Neuroendocrine transformation from EGFR/ALK-wild type or TKI-naïve non-small cell lung cancer: An under-recognized phenomenon

Abstract

Introduction: Neuroendocrine transformation (NET) is a resistance mechanism for epidermal growth factor receptor (EGFR)/anaplastic lymphoma kinase (ALK) tyrosine kinase inhibitors (TKIs) in non-small cell lung cancer (NSCLC). We aimed to elucidate whether NET develops in TKI-naïve NSCLC by using molecular fingerprinting in paired pre- and post-NET tissues.

Patients and methods: NET cases were identified based on the following criteria: the pre- and post-NET lesions must harbor mutual somatic mutations; neuroendocrine component should be absent in the sampled specimens of pre-NET lesions; and re-biopsy should be performed in either previously biopsied baseline lesions or newly developed lesions, but not in baseline-existing non-biopsied lesions, excluding synchronous neuroendocrine malignancy. p53 and Rb expression were evaluated via immunohistochemistry. Clinical characteristics, treatments, and outcomes were recorded and analyzed.

Results: Fifteen NET cases were identified, including five EGFR/ALK wild-type, three EGFR-mutant TKI-naïve, and seven TKI-treated cases. All cases harbored mutual somatic mutations in paired pre- and post-NET lesions. Recurrent pre-NET mutations were detected in TP53 (44.4%), RB1 (33.3%), and PDGFRA (33.3%), but two of the three PDGFRA mutations were lost after NET, whereas pre-NET TP53 and RB1 mutations were retained in the corresponding post-NET lesions. Immunohistochemistry revealed inactivated p53/Rb in 90.9% and 72.7% of the pre-NET lesions, respectively.

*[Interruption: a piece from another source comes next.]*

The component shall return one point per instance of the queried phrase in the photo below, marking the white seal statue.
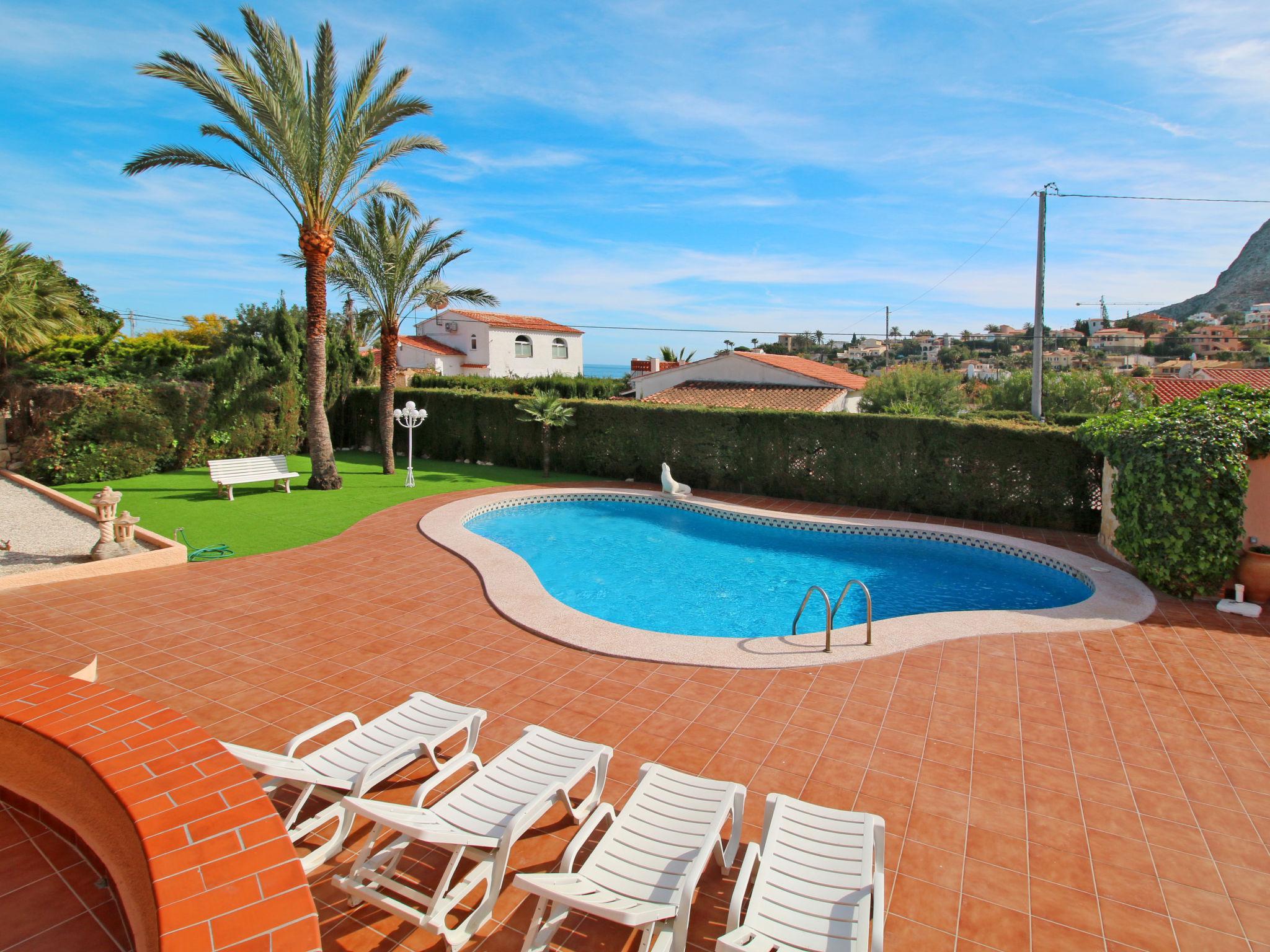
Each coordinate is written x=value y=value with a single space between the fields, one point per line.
x=671 y=488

Conclusions: This proof-of-concept study demonstrated that NET develops in NSCLCs without TKI targets or treatments. This phenomenon could be under-recognized, because re-biopsy was less frequently performed in these patients. Tissue re-biopsy should be preferred over liquid biopsy at the time of progression to account for histology transformation. p53/Rb IHC should be considered in addition to genomic TP53/RB1 evaluation for NET risk prediction.

Keywords: Drug resistance; Histology transformation; Molecular fingerprinting; Neuroendocrine transformation; Next-generation sequencing; Non-small cell lung cancer.